Oil has topped $100/barrel amid IEA warnings that the Middle East war is creating the largest supply disruption in history, elevating stagflation risk. Oxford Economics estimates Brent at $140/bbl for eight weeks could reduce global real GDP by ~0.7% by end-2026 and push the U.S. toward a temporary standstill; a $100/bbl shock for two months would shave a few tenths off global GDP but likely avoid recession. U.S. unemployment is 4.4% and Q5 2025 GDP estimates have fallen to ~1.4%, increasing the chance of a more dovish Fed response if oil remains elevated. Investors are moving into risk-off positioning as shipping disruptions and regional attacks persist.

Analysis

A persistent energy risk premium transmits to the real economy through three linked channels: input-cost pass-through to headline and core inflation with a 3–9 month lag, a tightening of corporate margins in energy-intensive sectors, and a rise in freight and insurance costs that acts like a tariff on trade. Quantitatively, a sustained ~20% uplift in delivered energy costs typically subtracts a few tenths from GDP growth within two quarters as margins and household real incomes compress, raising odds of policy trade-offs for central banks. Second-order supply-chain winners and losers are non-linear. Global commodity processors (chemicals, fertilizers) face immediate feedstock margin squeezes, while refiners with crack-spread optionality and storage access can front-run shortages and monetize contango; shipping owners and P&I insurers can reprice risk and GDP-exposed importers (autos, apparel) see margin pressure via higher landed costs. Meanwhile, EM external accounts and FX suffer from higher import bills, magnifying cross-border funding stress for wholesale-funded European banks more than large US deposit-funded banks.
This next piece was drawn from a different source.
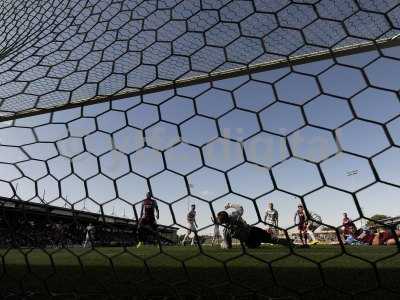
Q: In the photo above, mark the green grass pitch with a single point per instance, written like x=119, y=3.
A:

On financials, volatility elevates VaR and capital consumption for banks active in commodity derivatives and prime brokerage; this asymmetry favors balance-sheet-light, fee-centric franchises. Policy reaction remains the dominant catalyst: a dovish pivot (driven by weak labor or growth) materially reduces recession odds but keeps real yields lower for longer; a hawkish surprise due to inflation pass-through would reprice risk assets sharply. Market reversals will come from durable logistical fixes (insured convoys, cleared shipping lanes), material SPR coordination, or demand retrenchment out of China. In the meantime, volatility should be traded — prefer option-defined payoffs and cross-asset pairs that isolate the risk-premium rather than directional commodity exposure alone.